だが、彼が残したものを見る勇気は、エレインにはまだなかった。


「わかった。ありがとう。」


そういうと少年は再び食事に戻った。


「そういえば、おまえは今いくつなの?」


魔女は年齢に対する概念が非常に薄いため、すっかり忘れていた質問を少年になげかける。

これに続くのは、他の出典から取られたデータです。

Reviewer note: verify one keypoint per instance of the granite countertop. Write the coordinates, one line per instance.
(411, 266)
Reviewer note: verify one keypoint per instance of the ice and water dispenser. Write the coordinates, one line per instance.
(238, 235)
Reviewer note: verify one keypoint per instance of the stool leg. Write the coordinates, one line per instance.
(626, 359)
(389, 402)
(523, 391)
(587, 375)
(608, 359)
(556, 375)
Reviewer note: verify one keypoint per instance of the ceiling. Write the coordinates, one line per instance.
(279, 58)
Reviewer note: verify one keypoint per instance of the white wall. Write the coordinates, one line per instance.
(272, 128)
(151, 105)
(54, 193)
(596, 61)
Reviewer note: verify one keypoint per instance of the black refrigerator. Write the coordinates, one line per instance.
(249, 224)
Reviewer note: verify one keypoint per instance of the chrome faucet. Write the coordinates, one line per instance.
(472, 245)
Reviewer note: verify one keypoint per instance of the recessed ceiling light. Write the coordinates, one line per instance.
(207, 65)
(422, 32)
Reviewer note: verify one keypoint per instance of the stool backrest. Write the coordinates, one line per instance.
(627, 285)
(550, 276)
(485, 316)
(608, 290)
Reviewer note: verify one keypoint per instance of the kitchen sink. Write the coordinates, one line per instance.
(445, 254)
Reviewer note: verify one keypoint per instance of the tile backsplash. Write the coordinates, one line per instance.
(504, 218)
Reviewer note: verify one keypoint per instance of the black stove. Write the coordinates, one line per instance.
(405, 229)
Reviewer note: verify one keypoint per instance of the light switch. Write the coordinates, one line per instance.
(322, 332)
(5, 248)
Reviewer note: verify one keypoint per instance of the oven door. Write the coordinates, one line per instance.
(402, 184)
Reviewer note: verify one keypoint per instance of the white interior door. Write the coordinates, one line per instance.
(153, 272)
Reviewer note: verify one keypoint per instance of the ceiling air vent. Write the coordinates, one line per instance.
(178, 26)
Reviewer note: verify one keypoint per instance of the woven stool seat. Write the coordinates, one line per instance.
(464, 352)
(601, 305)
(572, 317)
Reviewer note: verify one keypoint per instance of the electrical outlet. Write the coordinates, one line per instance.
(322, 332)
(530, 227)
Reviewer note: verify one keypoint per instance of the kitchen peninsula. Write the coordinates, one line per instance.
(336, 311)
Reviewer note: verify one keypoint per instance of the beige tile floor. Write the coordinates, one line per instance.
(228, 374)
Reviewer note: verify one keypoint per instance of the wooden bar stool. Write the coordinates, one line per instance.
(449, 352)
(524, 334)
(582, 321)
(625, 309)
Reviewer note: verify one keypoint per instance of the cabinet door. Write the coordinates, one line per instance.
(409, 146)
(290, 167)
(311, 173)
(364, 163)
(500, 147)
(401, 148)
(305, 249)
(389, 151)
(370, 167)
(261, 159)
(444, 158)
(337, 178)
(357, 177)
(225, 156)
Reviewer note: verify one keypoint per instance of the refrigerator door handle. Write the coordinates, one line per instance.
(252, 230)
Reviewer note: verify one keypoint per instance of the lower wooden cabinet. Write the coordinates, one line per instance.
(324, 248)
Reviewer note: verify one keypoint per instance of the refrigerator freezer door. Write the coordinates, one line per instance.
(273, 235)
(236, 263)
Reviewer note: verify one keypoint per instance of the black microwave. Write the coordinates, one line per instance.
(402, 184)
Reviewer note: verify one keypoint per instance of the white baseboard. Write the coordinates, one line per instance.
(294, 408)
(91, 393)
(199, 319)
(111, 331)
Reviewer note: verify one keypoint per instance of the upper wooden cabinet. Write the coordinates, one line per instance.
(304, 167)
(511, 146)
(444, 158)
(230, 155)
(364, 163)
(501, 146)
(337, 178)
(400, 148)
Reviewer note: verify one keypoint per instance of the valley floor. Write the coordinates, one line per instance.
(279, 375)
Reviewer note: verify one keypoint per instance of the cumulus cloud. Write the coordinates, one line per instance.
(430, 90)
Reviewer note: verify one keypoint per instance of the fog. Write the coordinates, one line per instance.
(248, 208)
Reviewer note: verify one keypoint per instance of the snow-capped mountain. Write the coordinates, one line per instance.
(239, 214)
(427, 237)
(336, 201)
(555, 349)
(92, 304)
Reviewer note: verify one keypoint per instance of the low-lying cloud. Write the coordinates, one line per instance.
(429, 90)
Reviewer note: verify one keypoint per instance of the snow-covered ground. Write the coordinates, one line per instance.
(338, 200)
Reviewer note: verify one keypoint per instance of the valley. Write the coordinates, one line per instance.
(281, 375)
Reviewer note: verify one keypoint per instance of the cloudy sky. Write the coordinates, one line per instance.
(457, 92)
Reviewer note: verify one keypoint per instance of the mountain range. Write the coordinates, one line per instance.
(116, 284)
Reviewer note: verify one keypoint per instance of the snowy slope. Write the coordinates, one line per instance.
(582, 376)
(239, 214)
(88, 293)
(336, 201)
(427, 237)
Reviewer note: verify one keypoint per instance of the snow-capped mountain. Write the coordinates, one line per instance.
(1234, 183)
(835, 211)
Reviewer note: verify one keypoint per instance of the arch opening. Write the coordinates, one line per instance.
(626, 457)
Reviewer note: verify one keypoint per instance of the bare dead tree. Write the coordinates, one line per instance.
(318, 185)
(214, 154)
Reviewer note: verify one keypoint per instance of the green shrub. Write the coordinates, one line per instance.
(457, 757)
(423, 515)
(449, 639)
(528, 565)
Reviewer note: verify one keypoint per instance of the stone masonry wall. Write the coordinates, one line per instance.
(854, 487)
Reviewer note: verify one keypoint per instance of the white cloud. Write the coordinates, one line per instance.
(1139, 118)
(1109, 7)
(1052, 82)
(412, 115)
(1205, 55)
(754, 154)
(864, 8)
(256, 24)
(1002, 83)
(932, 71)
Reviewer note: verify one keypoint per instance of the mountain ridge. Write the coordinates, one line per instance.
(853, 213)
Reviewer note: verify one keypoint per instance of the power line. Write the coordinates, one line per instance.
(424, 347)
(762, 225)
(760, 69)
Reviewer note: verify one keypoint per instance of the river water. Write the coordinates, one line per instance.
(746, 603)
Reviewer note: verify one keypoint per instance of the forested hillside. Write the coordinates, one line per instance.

「いくつだろう。10歳を超える辺りまでは数えたけど。

 …忘れてしまった。」

「そうなの。私の見立てでは13歳くらいかと思ったんだけど。」

「じゃぁそれでいい。」

「あっさりね。人間にとって年は大切なものなんじゃないの。

 じゃぁ誕生日もわからないの?」


少し呆れてしまった。この少年は一体どのような生を歩んできたのだろう。


「わからない。から、エレインが決めていい。」

「私が?…そうね、なら、今日にしましょう。改めてよろしくね。」

「あぁ。よろしく、エレイン。」


名前はきかなかった。

少年が、青年となり立派な自分の片腕に成長したら。

告げなければならないことがある。


そのために、自分はこの少年を拾ったのだから。


楽しんでいただけたら幸いです。